Internet of Things: Is VPN a False Friend?
"Internet of Things" (IoT) is the grand catchphrase for network-enabling everyday objects and leveraging the new connectivity to collect information from the devices, allowing network-side control, and supplying information to those objects that allows them to do new tricks – like telling a toaster about the day's weather forecast so that it can burn a sun or a cloud into your morning slice of bread.
The opportunities and the use-cases in this space are almost limitless. Network-enabled, commercial vehicles or even subsystems like engines or brake systems can leverage the connectivity for conveying servicing information and predictive failure analysis, for route optimization, and driver-safety programs. Devices attached to power grid components can provide deeper insight into the health even of decades old equipment, and they can help with managing capacity now that consumers turn producers with wind-power generators and the flow of electricity has become a two-way flow. Smart devices will also help consumers to closely track their own energy consumption and, obviously, automate aspects of their households.
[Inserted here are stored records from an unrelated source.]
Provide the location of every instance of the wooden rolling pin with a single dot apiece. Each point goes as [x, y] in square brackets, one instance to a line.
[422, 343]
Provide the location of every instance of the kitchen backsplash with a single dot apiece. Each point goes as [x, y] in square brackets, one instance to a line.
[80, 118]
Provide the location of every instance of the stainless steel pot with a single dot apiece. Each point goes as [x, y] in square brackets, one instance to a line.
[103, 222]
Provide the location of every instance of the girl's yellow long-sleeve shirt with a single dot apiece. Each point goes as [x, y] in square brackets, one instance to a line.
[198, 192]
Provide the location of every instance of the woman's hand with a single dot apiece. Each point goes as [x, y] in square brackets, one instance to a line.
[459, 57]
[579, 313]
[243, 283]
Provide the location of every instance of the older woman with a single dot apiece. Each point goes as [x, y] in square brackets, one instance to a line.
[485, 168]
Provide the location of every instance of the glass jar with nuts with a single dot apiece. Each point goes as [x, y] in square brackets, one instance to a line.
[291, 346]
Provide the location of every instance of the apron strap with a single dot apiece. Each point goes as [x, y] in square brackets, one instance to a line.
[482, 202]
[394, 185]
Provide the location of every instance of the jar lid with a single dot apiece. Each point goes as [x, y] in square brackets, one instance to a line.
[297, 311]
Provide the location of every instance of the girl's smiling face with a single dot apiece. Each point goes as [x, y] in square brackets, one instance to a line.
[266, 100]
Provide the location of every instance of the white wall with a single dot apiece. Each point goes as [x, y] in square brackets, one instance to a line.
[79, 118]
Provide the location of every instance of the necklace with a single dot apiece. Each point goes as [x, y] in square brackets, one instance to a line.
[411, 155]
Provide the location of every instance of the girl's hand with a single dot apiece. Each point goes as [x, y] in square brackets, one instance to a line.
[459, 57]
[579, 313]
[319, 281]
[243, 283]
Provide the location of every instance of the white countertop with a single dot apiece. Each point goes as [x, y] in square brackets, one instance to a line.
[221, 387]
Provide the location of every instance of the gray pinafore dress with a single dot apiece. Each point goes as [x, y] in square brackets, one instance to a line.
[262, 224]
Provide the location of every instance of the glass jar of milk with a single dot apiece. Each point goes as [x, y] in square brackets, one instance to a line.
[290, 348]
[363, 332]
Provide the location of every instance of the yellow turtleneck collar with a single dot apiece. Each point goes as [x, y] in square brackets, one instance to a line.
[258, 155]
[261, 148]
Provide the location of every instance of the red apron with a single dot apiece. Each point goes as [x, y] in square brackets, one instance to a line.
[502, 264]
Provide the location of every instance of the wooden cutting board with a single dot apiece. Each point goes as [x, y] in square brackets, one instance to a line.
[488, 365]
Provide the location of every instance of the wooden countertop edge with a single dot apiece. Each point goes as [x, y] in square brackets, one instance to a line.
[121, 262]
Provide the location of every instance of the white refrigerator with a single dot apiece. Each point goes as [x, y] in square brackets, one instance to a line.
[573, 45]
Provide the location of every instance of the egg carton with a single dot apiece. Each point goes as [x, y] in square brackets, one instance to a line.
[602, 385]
The "Internet of Things" wave will span many more industries and I could easily go on for many pages with more examples of which none are science-fiction. They're real and either already deployed in small scale or on the drawing boards of engineers under active development.
What's decidedly different about this new Internet wave is that it is driven by an entirely different class of people and companies as the wave of the consumer Web. The "Internet of Things" is (surprise!) about "Things" and the drivers are the makers of such things. Everyday devices and machines that consumers and businesses are buying today and that the manufacturers are looking to make better for tomorrow.
The Web is the grand success that it is because it was built for and on people-centric, general-purpose computing devices. It's also largely focused on people's interaction with information stores and sources, meaning that the impulse for interaction is usually coming from the end-user. Where user-initiated requests and the subsequent, hypertext-driven requests rooting from the same impulse are the overwhelming traffic motivation, the dominant HTTP protocol with its focus on request/response exchanges initiated by the client is a logical best fit.
Web technology also provides for an enormously low barrier of entry for new commercial providers of software-based services, as those are running on commodity hardware and solution builders can pick from a great choice of commoditized software platforms.
The Internet of Things is not the Web
There are some good reasons to believe that the Internet of Things will be different from the Web.
To play in this space, companies typically start with a set of existing physical products, a set of use-cases around these products, and very often an established and loyal customer base that's looking for new capabilities in the things they already use for their business or personal lives. There are a good number of startups operating in this space, but disrupting and displacing incumbents in the maritime industries, commercial vehicles, specialized production machinery, or high-speed train manufacturing may quite well happen at the component supplier level, but is harder to see coming at the product level.
If you are operating fleets of seagoing vessels, taxis, or trucks, or you run an electricity grid or manage street-lamps, there's a clear set of primary use-cases, like shipping things from A to B, along with well-established industries supplying machinery for these use-cases, and the digital component is a value add, not a purpose in itself.
While a 40,000 feet view onto the topology of a network of devices may look very similar to the topology of the network of the Web, with an interconnected core of services and a peripheral cloud of clients. As you get closer, the similarities start waning, though. While the Web is geared towards a primary interaction pattern where the clients initiate all activities and interaction is typically some form of information exchange – may that be a query being traded for a result list or a data-set update traded for a receipt – the interaction patterns are more differentiated for special-purpose devices where direct, human interaction is not in focus.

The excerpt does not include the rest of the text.